Judge Kinder’s parents were W. F. and Mary E. (Clippard) Kinder. His father was born in Cape county, and died in 1902 in the adjoining county of Bollinger. He was a lifelong merchant in Cape and Bollinger counties, and was a prominent and well known man all through southeastern Missouri. The mother, who is still living in Bollinger county, was a native of North Carolina, and her family too were among the early pioneer settlers of Cape county.
After receiving a good public school education Judge Kinder spent about six years in study at the Missouri State University at Columbia, at first in the classical and scientific departments and then in the law department, being graduated from the latter in 1887, at the age of twenty-two.
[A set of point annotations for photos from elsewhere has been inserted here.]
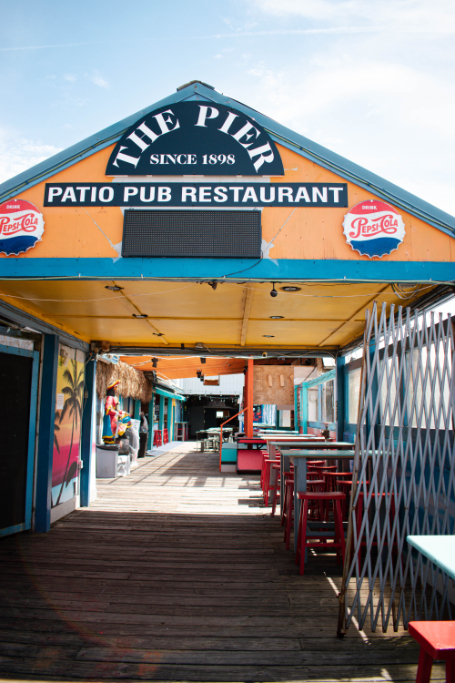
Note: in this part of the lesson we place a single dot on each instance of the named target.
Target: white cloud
(99, 80)
(19, 155)
(395, 15)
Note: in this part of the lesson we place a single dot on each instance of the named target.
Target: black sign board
(197, 195)
(195, 138)
(209, 234)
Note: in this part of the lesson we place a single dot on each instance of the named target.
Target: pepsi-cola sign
(21, 226)
(373, 228)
In the same year of his graduation he came to Texas, and after practicing law for awhile in Dallas county he came to Plainview, Hale county, in September, 1888. The county had been organized only in the preceding August, and he has been identified with it as one of the pioneer lawyers throughout the subsequent years. In 1892 he was elected district attorney for the fiftieth judicial district, comprising thirteen counties in West Texas, and in 1894 he was elected without opposition, serving four years altogether. For one term he served as county attorney of Hale county. He is one of the leading lawyers of the plains country, and has a large and lucrative practice.
Judge Kinder is prominent in Masonic work, and has attained the Royal Arch degrees in the order. In 1890 he was the leader in the efforts by which was organized at Plainview the first Masonic lodge in this country west of Hardeman county. Judge Kinder was married at Plainview to Miss Mary L. Rhodes, a native of Bollinger county, Missouri, and they have two daughters, May and Lucile.